We believe that the "Q3 additive" scenario does not arise because such substances have never been pesticides as defined by FIFRA. Substances added to food for their technical effect in or on food are food additives unless they qualify for an exemption from that definition. The identical substance in food would be a pesticide chemical residue only when it comes to be present in food from having been a pesticide (or component of a pesticide). Under FQPA, however, it is a pesticide chemical residue regardless of whether it is the result of "use" of the pesticide on the commodity.

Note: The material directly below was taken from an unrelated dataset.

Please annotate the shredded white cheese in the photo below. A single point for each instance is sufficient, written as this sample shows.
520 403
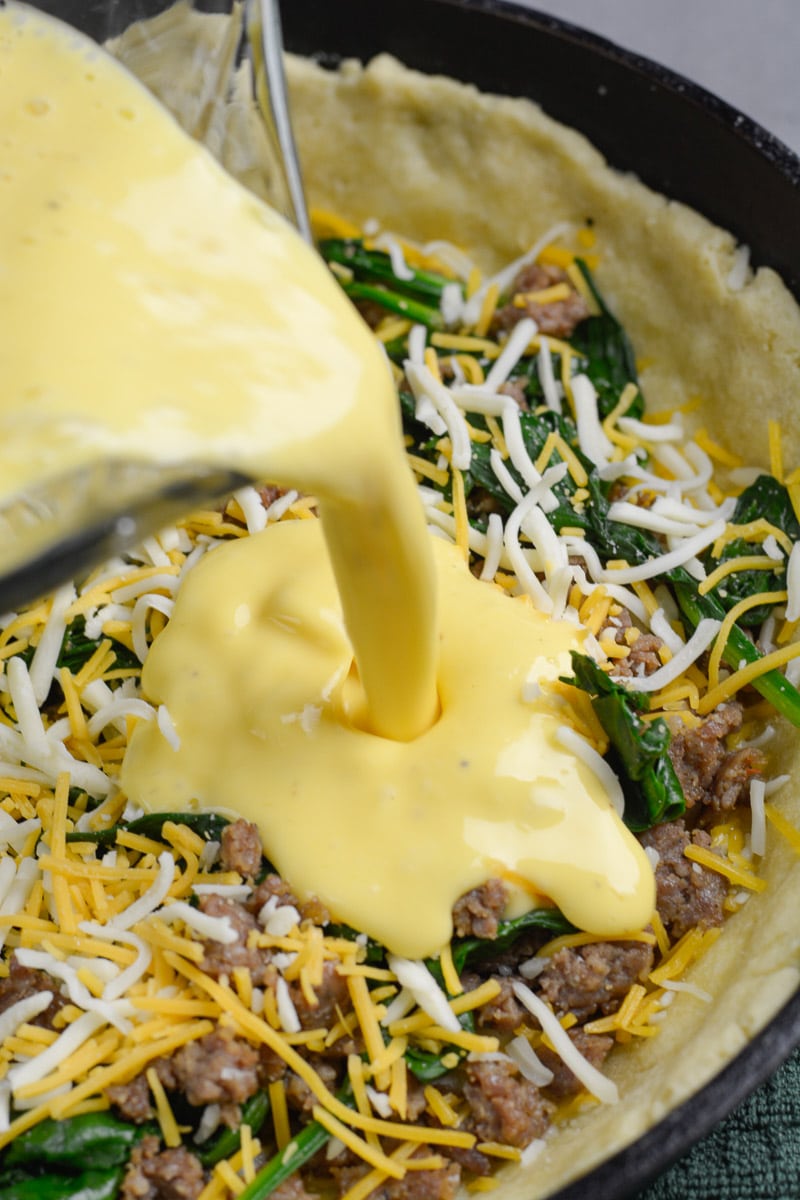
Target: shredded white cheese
601 1087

9. One might wonder why FDA has never attempted to regulate Q3 contamination under Section 402(a)(2)(C) by considering unavoidable and inadvertent pesticide residuals to be food additives. A food additive automatically adulterates food unless it is used in accordance with an applicable food additive regulation. Indeed, FDA successfully argued this position in a case involving DDT contamination of processed fish. United States v. Ewig Bros. Co., Inc., 502 F. 2d 715 (7th Cir. 1974). However, the Ewig decision has not been applied by FDA. Despite the ease with which the Ewig court dispensed with the issue of intended use, Q3 contamination is not intended use as FDA traditionally interprets the food additive definition. Even if one were to assume that unavoidable, inadvertent contamination was the result of intended uses of a pesticide, the levels typically involved (unlike in the Ewig case) are so low that the contaminating substance could be deemed generally recognized as safe (GRAS). Substances which are GRAS for their intended use are excluded from the definition of the term "food additive". Accordingly, FDA could not automatically deem a product adulterated simply because no food additive regulation (tolerance) was applicable if the level was suitably low.

10. To be sure, the courts typically extend deference to FDA's judgement as to the level of a substance that would render a food injurious to health. Making the scientific judgement that a level of Q3 contamination would render food injurious, however, is a fundamentally different exercise than deciding not to bring an enforcement action against food that is adulterated.

11. The status of a chemical substance as a pesticide chemical residue, or not, appears to depend upon the lineage of the molecules at issue. If any of them were released into the environment as a result of their use in or as a pesticide (of any type for any purpose), the presence of the substance in food would appear to require a tolerance. If the substance were released into the environment as a result of non-pesticidal uses, then adulteration occurs, as it did before FQPA, only if the food may be rendered injurious to health by the presence of the substance. It is worth noting that in a different context under the FFDCA where the lineage of a contaminant was at issue (mercury in swordfish: naturally occurring or an "added" substance), FDA may apply the stricter regulatory standard applicable to "added" substances as long as FDA can establish (as it is generally able to do) that some molecules of the type that are alleged to be contaminating food entered the environment as a result of the activities of man. United States v. Anderson Seafood, Inc., 622 F. 2d 157 (5th Cir. 1980). If an inferred source approach to pesticide chemical residues were adopted, the consequences would be disastrous.

12. B. Turner, S. Powell, N. Miller and J. Melvin, November 1989, A Field Study of Fog and Dry Deposition as Sources of Inadvertent Pesticide Residues on Row Crops, Environmental Hazards Assessment Program, Environmental Monitoring and Pest Management Branch, Division of Pest Management, Environmental Protection and Worker Safety, Department of Food and Agriculture, State of California, Report No. 89-11.

13. 60 FR 36582-36596, July 17, 1995, "Food Additives: Threshold of Regulation for Substances Used in Food-Contact Articles; Final Rule."